In his keynote address, Mr Robert Badinter, former French Minister of Justice and former President of the Constitutional Council in France, brushed a historical overview of antisemitism, from its religious origins to the national and racial dimensions it took on in the 19th and 20thcenturies, culminating in the Holocaust.
“In and of themselves, culture, the love of art, education do not suffice to counter the fury of racism and antisemitism. We must draw lessons from this,” he stated, warning that “complacency nurtures prejudice that feeds on hatred," culminating in the Holocaust and other pernicious forms today.
Ms Bokova recalled that “hatred of Jews is an ancient hatred that has never stopped evolving over the centuries under many different guises,” ultimately leading to the destruction of nearly all European jews.
She reminded the audience that UNESCO was the sole UN agency to have a programme dedicated to teaching the history of the Holocaust as a means of promoting global tolerance and respect and preventing future genocides.
Noting that antisemitism is resurging in Europe with murderous attacks against Jews, she stressed that antisemitism was best combated with education, with the teaching and understanding of not only the Holocaust but Jewish culture and patrimony as an antidote to prejudice.
“Education has a fundamental role to play here but not just any kind of education. We need an education that really transmits the knowledge of historical facts, heritage and culture, to protect and respect the dignity of all people, their beliefs and traditions, on the basis of respect for human rights,” she said.
She commended the IHRA for its adoption of a concrete definition of antisemitism, which represents “a considerable step forward to help put precise words on a subject that demands constancy and firmness.”
Ambassador Mihnea Constantinescu, Chair of the IHRA, a network of 31 member countries, stated that “we must all identify the roots of hate, discrimination and exclusion that led to the tragedy of the Holocaust and eradicate them for good, both on the European continent and globally. This means access to education, openness to diversity, commitment to teaching young generations to respect human values and the undistorted history. Teaching young generations to denounce and reject every form of extremism, intolerance, racism or antisemitism is a necessary achievement for shaping the future”.
This set the stage for a panel discussion of experts who all concurred on the complexity of contemporary antisemitism and the role of education in countering it.
Ms Katharina von Schnurbein, the European Union’s Coordinator on combating antisemitism, stressed the importance of a holistic approach, solid legislation and understanding the positive contribution of Jews to history.
Ms Cristina Finch, from Organisation for Security and Cooperation in Europe (OSCE), outlined initiatives in place to train police and prosecutors on hate crimes, build coalitions with different communities, and to develop policy guidelines for educators, in cooperation with UNESCO.
Mr Dervis Hizarci of the Kreuzberg Initiative against Antisemitism (Germany) described pedagogical work with Arab, Turkish and Muslim youth in Germany.

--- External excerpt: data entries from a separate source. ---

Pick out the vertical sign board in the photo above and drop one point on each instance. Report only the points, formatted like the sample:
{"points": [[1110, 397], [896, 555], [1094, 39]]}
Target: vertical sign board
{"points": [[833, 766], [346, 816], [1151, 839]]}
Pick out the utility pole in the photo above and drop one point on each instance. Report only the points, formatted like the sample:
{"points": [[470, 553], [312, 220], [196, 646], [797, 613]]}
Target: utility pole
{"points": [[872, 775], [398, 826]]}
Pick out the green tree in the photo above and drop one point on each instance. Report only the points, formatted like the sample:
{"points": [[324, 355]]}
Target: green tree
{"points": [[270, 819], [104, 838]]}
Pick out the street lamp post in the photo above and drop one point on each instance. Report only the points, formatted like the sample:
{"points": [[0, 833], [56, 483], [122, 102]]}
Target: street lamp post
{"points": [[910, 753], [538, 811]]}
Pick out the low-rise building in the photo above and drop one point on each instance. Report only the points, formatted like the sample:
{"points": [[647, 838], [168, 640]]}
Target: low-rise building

Professor Steven Katz, Slater Professor of Jewish and Holocaust Studies at Boston University and Professor Dina Porat, Head of the Kantor Center for the Study of European Jewry at Tel Aviv University both described the complexity of contemporary antisemitism, historical distortions, the importance of recognizing the wealth of Jewish culture and its contribution to world history, and the need to work on a broader understanding of the phenomenon.
The event, supported by the UST Shoah Foundation, included a video presentation of the project “Countering Antisemitism Through Testimony”, by Ms Marianne Lère of the USC Shoah Foundation, UNESCO Chair for Genocide Education.